Because some physicians rarely see TB, they may not understand recommended procedures for confirming diagnosis. In one case, a father of three young children was hospitalized with active infectious TB. His children had tuberculin skin tests to screen for TB infection and when all three tested positive, the next step should have been a chest X-ray to rule out active disease.
Instead, their pediatrician ordered a gastric aspirate of stomach fluid, a less reliable and invasive diagnostic procedure that requires restraining the child. Tests on the initial aspirates were negative. The infection control expert on the case called the Infoline when the pediatrician wanted to repeat the procedure a few weeks later. The question was whether the ordeal was necessary. GTBI's pediatric TB specialist indicated it was not, and neither was the firs procedure. So, the call saved the children from another trauma, and got them the X-rays they should have had initially.

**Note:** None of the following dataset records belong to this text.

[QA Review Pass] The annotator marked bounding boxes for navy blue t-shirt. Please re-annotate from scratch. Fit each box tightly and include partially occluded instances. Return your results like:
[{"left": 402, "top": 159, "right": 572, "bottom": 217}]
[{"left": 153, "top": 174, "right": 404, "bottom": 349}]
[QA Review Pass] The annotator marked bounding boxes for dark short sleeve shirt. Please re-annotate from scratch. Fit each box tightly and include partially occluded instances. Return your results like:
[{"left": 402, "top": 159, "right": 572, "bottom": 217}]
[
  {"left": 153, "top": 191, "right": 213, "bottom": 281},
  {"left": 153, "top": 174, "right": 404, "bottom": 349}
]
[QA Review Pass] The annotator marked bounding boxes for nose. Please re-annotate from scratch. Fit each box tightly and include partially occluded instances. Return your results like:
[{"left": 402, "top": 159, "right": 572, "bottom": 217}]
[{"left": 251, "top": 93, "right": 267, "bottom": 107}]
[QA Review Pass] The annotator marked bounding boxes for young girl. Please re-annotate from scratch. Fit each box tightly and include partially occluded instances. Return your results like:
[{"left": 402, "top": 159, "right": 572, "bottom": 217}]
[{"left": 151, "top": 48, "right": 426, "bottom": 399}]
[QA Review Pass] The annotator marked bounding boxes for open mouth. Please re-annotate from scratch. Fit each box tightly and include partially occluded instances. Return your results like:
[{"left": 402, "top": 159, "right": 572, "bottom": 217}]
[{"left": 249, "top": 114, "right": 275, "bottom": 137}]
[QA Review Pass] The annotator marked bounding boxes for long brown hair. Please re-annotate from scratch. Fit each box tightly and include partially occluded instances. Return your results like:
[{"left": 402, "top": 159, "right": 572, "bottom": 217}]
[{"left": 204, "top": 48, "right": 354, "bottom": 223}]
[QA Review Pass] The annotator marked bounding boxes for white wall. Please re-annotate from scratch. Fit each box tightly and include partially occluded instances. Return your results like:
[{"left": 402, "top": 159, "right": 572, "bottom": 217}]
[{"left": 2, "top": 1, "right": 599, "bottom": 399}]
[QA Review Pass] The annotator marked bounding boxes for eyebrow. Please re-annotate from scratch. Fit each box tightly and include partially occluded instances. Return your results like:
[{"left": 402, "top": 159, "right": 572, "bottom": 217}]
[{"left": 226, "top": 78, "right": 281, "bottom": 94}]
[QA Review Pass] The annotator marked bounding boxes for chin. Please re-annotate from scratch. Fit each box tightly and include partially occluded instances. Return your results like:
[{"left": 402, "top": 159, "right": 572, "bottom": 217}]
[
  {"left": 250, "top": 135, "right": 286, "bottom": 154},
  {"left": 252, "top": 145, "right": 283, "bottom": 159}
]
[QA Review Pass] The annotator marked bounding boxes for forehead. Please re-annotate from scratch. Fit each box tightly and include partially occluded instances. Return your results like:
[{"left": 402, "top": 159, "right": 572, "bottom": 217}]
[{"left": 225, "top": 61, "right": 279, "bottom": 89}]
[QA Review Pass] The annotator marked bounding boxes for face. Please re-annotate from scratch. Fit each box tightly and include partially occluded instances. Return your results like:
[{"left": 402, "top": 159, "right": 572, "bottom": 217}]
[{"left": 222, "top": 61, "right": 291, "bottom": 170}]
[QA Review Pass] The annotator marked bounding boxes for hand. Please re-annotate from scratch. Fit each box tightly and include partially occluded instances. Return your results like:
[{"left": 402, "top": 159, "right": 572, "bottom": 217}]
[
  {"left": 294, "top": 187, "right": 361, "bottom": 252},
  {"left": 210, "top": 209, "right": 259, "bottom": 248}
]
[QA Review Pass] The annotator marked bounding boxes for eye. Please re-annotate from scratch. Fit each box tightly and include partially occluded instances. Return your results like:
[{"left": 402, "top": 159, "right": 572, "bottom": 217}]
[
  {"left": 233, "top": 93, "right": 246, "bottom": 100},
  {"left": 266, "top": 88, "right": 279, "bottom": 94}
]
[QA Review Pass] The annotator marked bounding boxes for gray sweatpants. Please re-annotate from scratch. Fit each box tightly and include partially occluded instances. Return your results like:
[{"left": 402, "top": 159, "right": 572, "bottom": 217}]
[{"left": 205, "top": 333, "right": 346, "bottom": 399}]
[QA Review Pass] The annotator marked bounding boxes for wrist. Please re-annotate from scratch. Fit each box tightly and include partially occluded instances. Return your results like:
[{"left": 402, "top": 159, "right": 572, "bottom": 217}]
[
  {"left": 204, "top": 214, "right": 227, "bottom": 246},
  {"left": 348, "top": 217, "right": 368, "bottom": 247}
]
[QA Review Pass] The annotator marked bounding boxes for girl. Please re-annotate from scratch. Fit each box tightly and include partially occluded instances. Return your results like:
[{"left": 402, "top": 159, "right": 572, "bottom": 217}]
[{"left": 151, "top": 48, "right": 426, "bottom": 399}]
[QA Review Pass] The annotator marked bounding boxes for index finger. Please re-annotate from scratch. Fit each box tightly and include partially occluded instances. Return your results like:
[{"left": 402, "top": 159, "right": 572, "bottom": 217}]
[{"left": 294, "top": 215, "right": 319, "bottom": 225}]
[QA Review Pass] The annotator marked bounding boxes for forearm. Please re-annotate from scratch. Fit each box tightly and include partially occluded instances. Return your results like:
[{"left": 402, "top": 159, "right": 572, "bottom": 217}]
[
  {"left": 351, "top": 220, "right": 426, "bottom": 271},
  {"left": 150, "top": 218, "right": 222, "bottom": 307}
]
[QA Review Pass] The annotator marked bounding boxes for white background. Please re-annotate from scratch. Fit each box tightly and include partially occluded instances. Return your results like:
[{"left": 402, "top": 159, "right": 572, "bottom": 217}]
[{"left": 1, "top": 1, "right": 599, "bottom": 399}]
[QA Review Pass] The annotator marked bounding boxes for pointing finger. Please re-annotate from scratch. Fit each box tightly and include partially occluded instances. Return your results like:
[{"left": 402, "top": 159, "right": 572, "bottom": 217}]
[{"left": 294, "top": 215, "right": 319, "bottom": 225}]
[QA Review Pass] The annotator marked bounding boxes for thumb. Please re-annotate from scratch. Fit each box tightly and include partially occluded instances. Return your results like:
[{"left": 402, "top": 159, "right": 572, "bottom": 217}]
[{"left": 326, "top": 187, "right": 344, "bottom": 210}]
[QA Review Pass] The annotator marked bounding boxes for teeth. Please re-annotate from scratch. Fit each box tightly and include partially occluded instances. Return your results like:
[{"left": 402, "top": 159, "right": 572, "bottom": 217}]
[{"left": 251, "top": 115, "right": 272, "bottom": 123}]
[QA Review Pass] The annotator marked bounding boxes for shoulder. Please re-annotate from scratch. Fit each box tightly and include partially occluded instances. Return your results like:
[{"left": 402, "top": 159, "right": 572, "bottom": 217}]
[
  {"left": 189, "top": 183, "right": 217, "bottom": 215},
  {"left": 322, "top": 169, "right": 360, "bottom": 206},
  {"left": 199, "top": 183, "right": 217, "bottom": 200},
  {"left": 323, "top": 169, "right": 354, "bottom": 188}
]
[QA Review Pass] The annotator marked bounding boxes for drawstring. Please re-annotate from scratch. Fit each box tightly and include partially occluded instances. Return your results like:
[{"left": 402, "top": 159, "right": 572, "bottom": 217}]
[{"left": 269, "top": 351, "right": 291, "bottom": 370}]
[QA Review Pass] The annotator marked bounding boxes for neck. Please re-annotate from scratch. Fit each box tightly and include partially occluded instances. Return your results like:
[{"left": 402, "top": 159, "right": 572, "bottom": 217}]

GTBI provides workshops, courses, downloadable training materials for health professionals, and educational information for the public. "Sixty-on percent of our training, including Web-based training, is off site. We train doctors, nurses, nurse practitioners, disease investigators, and outreach workers," says Nisha Ahamed, MPH, GTBI's education and training director.
Originally established in 1992 as the New Jersey Medical School National Tuberculosis Center, GTBI offers outpatient services in the Waymon C. Lattimore Practice. The clinic specializes in pediatric cases, MDR-TB, and HIV patients with TB. Recently, a grateful patient treated by McDonald anonymously endowed an annual lectureship, and the first Reynard McDonald World TB Day Lecture was delivered at NJMS on March 25 by Michael D. Iseman, MD, a leading international TB authority, who trained with mcDonald at Harlem Hospital Center more than 30 years ago.
Meanwhile, GTBI's international activities are growing. The Institute offers program development, education, training and research to ministers of health in other countries. And supported by a grant from the Johnson & Johnson Foundation, the Institute has developed free courses on TB for journalists in Russia, the Philippines, Romania, Germany, Lithuania, and Latvia.
There's no time to waste. Extensively drug resistant XDR-TB, which is even more serious than MDR-TB, is now found in 45 countries. South Africa is battling an epidemic. "We need people to recognize that TB can be stopped, and it's in our best interests to support global control," says Reichman, "But we have to act now."